Fortunately, The Environmental Working Group and the FDA have done some extensive research on what can be done to avoid BPA exposure.
Where does BPA hide?
- In foods that were stored in cans with liners made with BPA. (Think canned tomatoes, soups, and other canned vegetables.) There are now many companies that store their foods in cans with BPA free liners or who have ditched the cans all together and use boxes or glass jars for food storage.
- In cash register receipts.
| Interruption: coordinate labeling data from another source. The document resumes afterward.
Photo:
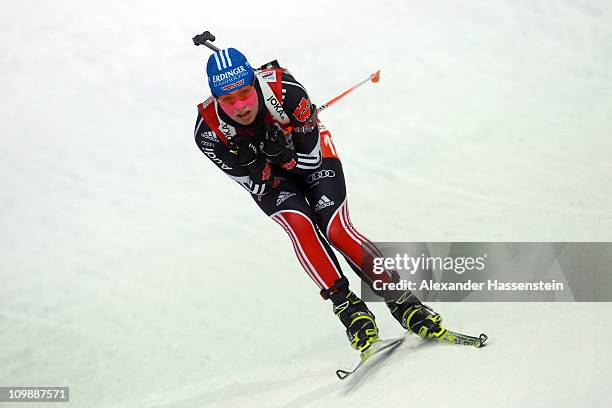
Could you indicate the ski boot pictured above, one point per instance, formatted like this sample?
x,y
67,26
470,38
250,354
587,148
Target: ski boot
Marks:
x,y
416,317
361,328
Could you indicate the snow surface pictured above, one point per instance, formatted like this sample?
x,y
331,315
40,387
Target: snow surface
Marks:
x,y
135,272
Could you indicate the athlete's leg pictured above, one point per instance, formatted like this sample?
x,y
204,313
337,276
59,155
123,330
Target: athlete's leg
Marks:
x,y
326,192
287,206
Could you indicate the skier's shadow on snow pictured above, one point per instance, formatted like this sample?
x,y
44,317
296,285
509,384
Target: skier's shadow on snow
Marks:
x,y
360,377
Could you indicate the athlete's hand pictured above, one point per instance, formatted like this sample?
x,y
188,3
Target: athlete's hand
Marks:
x,y
275,141
243,150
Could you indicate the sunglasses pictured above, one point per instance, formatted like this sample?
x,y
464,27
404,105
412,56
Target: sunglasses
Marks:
x,y
242,94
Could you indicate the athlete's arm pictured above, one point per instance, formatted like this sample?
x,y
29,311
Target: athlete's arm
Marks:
x,y
255,175
305,154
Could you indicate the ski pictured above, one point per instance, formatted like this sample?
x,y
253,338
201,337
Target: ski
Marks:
x,y
453,337
374,349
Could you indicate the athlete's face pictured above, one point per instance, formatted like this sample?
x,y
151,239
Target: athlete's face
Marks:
x,y
241,105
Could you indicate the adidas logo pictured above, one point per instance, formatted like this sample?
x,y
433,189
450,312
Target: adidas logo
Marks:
x,y
283,196
323,202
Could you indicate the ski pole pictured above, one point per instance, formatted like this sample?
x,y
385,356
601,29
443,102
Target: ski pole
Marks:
x,y
375,77
206,36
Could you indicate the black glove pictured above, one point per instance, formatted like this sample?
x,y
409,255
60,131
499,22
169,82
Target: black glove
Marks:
x,y
274,143
243,150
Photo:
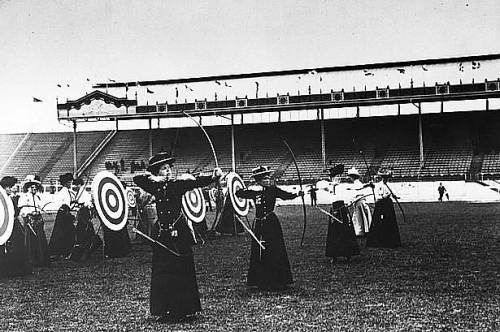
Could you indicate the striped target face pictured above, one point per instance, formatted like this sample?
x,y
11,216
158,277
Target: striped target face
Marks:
x,y
235,183
6,216
110,201
193,203
130,198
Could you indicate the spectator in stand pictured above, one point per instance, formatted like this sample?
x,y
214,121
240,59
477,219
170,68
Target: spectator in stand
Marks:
x,y
441,191
312,192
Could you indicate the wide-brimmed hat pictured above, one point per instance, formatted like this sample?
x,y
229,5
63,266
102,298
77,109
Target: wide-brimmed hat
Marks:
x,y
159,159
32,180
385,173
8,181
260,171
353,172
335,170
65,178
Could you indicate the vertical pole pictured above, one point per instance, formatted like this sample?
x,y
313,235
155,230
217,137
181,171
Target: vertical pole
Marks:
x,y
323,145
233,160
420,135
75,149
150,138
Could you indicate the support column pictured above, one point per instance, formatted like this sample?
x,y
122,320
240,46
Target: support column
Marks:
x,y
233,160
75,150
323,145
420,135
150,138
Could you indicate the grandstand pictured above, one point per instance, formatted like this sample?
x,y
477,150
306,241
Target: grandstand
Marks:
x,y
451,143
442,128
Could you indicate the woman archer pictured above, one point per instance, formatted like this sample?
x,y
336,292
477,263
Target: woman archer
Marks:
x,y
269,268
174,289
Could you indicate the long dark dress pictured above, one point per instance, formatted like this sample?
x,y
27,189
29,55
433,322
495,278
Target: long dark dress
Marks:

Don’t take receipts if you don’t need them. Store them in envelopes if you do, and wash your hands after touching receipts.
- In foods or drinks that were held or stored in hard plastics. Avoid plastics marked #7 or labeled with the letters “PC,” for polycarbonate.
The good news is that that BPA food storage is now widely available, and it’s easier than ever to find vegetables, baby formulas, and beverages stored in glass or other BPA free containers.